In considering Div 5 of Pt 1A it is first to be recalled that s 5J(1) limits the application of the Division to “liability in negligence for harm to a person (the plaintiff) resulting from a recreational activity engaged in by the plaintiff”. Some, but not all, elements of the definition of “recreational activity” are identified in s 5K by reference to where the activity occurs: “any pursuit or activity engaged in at a place (such as a beach, park or other public open space) where people ordinarily engage in” certain kinds of pursuit or activity. There is no reason to read those references to place as extending beyond places in New South Wales. Taken together, ss 5J(1) and 5K point decisively to reading s 5N as reaching all cases in which the contract in question (wherever it is made and by whatever law it is governed) is for the supply of recreation services in New South Wales.

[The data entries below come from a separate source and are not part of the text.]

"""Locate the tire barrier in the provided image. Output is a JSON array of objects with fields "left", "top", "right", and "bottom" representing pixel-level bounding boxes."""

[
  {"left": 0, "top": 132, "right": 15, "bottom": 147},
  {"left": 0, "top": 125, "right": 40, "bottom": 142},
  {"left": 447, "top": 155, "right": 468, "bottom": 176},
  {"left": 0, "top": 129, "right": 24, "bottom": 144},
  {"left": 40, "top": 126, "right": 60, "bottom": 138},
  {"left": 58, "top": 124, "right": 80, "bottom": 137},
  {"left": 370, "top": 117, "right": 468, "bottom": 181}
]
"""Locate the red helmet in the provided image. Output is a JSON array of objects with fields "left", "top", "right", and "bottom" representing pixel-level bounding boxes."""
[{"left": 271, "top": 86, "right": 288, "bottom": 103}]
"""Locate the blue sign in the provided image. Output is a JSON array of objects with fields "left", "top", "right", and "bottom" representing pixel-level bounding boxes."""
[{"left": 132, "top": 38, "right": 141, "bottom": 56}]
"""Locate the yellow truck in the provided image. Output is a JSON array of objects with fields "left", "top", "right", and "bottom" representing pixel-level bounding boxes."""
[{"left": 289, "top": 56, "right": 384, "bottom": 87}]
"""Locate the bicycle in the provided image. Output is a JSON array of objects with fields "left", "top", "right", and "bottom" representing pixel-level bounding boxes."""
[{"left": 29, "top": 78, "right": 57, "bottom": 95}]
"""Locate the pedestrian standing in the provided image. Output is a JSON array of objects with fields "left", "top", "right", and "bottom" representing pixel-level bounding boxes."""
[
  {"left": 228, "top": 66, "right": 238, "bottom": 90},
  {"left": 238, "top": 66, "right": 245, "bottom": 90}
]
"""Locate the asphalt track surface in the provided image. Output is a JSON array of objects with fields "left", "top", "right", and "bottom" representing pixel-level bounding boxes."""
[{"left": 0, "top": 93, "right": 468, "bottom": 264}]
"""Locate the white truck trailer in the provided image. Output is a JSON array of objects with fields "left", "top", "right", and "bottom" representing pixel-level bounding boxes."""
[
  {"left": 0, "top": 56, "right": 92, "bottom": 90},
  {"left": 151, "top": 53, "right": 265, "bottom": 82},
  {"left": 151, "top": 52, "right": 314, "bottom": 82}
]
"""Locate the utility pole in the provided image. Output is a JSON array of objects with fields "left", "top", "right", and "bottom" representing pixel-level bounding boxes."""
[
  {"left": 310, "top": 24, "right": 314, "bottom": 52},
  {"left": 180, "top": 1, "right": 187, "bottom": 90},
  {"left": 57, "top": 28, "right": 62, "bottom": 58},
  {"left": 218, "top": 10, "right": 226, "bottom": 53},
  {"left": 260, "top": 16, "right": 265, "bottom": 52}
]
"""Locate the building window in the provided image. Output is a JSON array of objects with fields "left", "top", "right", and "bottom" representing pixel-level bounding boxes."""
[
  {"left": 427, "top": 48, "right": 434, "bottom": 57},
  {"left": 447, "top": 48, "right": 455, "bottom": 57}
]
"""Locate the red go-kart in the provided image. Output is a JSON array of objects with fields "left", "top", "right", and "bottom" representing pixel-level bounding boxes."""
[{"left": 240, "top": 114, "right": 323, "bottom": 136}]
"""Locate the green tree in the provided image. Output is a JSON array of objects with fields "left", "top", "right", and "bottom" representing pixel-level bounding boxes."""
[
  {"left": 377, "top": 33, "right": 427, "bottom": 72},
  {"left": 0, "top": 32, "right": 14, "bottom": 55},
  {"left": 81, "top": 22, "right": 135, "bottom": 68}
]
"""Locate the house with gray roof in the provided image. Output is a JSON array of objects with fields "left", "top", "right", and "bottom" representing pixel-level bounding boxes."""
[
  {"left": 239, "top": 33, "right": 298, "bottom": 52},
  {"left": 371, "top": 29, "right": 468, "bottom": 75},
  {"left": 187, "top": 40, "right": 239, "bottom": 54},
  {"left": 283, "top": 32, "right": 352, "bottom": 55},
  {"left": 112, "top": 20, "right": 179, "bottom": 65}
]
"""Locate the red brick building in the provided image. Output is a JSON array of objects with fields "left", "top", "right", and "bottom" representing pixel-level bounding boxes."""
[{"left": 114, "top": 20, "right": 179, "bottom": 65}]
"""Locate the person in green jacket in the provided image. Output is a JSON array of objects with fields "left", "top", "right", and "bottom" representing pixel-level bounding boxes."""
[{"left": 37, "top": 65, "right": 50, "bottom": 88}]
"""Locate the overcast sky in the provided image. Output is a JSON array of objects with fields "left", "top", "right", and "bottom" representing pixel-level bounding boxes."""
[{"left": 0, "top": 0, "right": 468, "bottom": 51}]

That construction of the provision reads “contract for the supply of recreation services” as a compound expression. The relevant geographical limitation of the compound expression directs attention to the place of performance of the contract. Where are the relevant recreation services to be supplied? And once that reading is adopted, it follows that it is neither necessary nor appropriate to construe the sub-section as importing any other geographical limitation (or extension) of its operation. More particularly, if s 5N(1) is read, as it should be, as a provision which is hinged about the place of performance of the relevant contract, there is no satisfactory basis upon which the provision could be construed as including, in the class of contracts to which s 5N(1) applies, contracts that are to be performed outside New South Wales but whose governing law is the law of that State. Reading s 5N(1) as hinging on the place of performance of the contract best gives effect to the purposes and text of the provision when it is read in its statutory context.


Although it is not necessary to decide the final question identified at the start of these reasons (about the proper construction of the exemption clause in the contract between Mrs Young and Insight), it is desirable to say something shortly about that matter.

The exemption clause


The text of the clause was set out earlier. It will be recalled that the first part of the clause read: “Where the passenger occupies a motorcoach seat fitted with a safety belt” (emphasis added). That element of the clause should be given its ordinary meaning[28]. It limits the times to which the clause applies to the times when the passenger occupies a seat. That is, it should be read as referring only to times when the passenger is seated, not to times when the passenger stands up to move around the coach or to retrieve some item from an overhead shelf or for some other reason. The contract of carriage did not require passengers to remain seated at all times while the coach was in motion. The provision of a lavatory at the rear of the coach shows that the operator accepted that a passenger could, and sometimes would, get out of his or her seat.


If the introductory words of the exemption clause had omitted the word “seat”, it might have been possible to say that the exemption clause applied to any occasion when the passenger was aboard (or “occupie[d]”) a motorcoach fitted with seat belts, regardless of whether and why the passenger got out of the seat. But that is not how the clause was cast. The words “occupies a motorcoach seat” should be understood as meaning sitting in the seat and able to wear the safety belt. Mrs Young was not sitting in her seat when she fell. The exemption clause did not apply.


The appeal should be dismissed with costs.